Uma revisão realizada por Magalhães et al. (2021), através de uma busca sistemática no banco de dados PubMed, elegeram 23 estudos, 20 com cães e 3 com gatos, que tinham a inclusão de EPA e DHA na dieta dessas espécies. Os resultados encontrados estavam relacionados com benefícios nos quadros de dermatite atópica canina, alopecia, ceratoconjuntivite seca, doença valvular e osteoartrite, além de prováveis efeitos benéficos em cães com insuficiência cardíaca crônica e linfoma, e gatos com dermatite alérgica. Em estudo realizado por Bauer (2011) com a suplementação de cães e gatos com osteoartrite, relacionou-se a suplementação combinada de EPA e DHA com a diminuição na produção de prostaglandina E2 na cartilagem, visto que esses ácidos competem com o ácido araquidônico (ômega-6) como substrato para as enzimas ciclooxigenase e lipoxigenase, que estão associadas à dor e à inflamação. Esses ácidos graxos também diminuíram a produção de tromboxano A2 e leucotrieno B4, que suprimem os mediadores pró-inflamatórios interleucina-1, interleucina-2 e fator de necrose tumoral na cartilagem (BAUER, 2011).
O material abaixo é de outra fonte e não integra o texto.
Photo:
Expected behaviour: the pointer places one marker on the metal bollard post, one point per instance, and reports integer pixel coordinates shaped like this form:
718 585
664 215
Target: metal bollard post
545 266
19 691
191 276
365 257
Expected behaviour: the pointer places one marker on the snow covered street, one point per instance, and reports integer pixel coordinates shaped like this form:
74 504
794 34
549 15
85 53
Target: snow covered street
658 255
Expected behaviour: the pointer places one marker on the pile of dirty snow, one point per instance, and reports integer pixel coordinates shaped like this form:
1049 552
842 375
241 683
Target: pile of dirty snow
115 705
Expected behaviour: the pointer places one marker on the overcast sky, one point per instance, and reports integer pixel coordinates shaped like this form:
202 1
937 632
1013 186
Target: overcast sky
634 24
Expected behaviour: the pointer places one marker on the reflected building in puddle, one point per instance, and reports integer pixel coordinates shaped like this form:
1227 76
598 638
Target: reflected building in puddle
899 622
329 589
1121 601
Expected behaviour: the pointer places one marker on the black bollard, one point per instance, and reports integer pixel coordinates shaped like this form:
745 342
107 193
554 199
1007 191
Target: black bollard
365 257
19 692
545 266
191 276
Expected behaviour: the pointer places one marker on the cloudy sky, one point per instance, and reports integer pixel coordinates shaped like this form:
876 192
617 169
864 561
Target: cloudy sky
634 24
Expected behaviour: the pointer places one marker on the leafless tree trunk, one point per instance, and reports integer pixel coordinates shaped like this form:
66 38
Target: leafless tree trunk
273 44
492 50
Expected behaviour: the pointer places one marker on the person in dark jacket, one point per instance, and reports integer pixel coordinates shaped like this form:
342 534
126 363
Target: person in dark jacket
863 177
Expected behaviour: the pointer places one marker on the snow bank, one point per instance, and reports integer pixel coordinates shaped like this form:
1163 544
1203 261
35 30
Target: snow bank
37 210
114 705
Segundo Catapano et al. (2016) os PUFAs reduzem os triglicérides, mas seus efeitos sobre outras lipoproteínas são triviais, porém há necessidade de mais estudos clínicos visando melhores avaliações sobre seu potencial hipolipemiante e seu efeito cardioprotetor, porém segundo os autores supracitados, recomenda-se doses de EPA e DHA totais entre 2 e 4 g/dia para reduzir os triglicérides em humanos. Em cães e gatos, a dose necessária para hiperlipidemia é desconhecida, porém há um estudo com hiperlipidemia primária do schnauzer que recomenda a dose de 58,8mg/kg de EPA e 45,4mg/kg de DHA (DE ALBUQUERQUE et al., 2021), enquanto para modulação da inflamação em cães cardiopatas, a dose recomendada é de 40mg/kg de EPA e 25mg/kg de DHA (FREEMAN, 2010). O ALA, EPA e DHA, assim como qualquer suplemento, podem causar algum efeito adverso se utilizados em doses excessivas. Esses efeitos incluem função plaquetária alterada, efeitos gastrointestinais, tais como diarreia e pancreatite, além de efeitos prejudiciais na cicatrização de feridas e peroxidação lipídica (LENOX; BAUER, 2013). Desta forma, é fundamental especificar com qual tipo de ômega-3 os animais estão sendo suplementados, de forma a compreender melhor os resultados dos trabalhos na promoção do bem-estar dos cães e gatos.
Considerações finais
A inclusão de EPA e DHA na dieta dos cães e gatos promove inúmeros benefícios de forma preventiva ou terapêutica, sendo sua inclusão capaz de aumentar a sobrevida dos pacientes de forma segura em relação aos efeitos adversos, o que proporciona qualidade de vida.
Em alguns trabalhos, observa-se falta de padronização e controle relacionados a não informação da dose e do tipo de ômega-3 utilizado na suplementação, número reduzido de pacientes e resultados que geram dúvidas se os efeitos benéficos obtidos foram devidos à suplementação de EPA e DHA ou a outros aditivos presentes. Desta forma, mais estudos controlados e detalhados devem ser realizados a fim de se fortalecer e apurar as evidências clínicas já descritas evidenciando os benefícios que a suplementação de EPA e DHA podem proporcionar aos cães e gatos preventivamente ou auxiliando no tratamento de doenças em diferentes sistemas.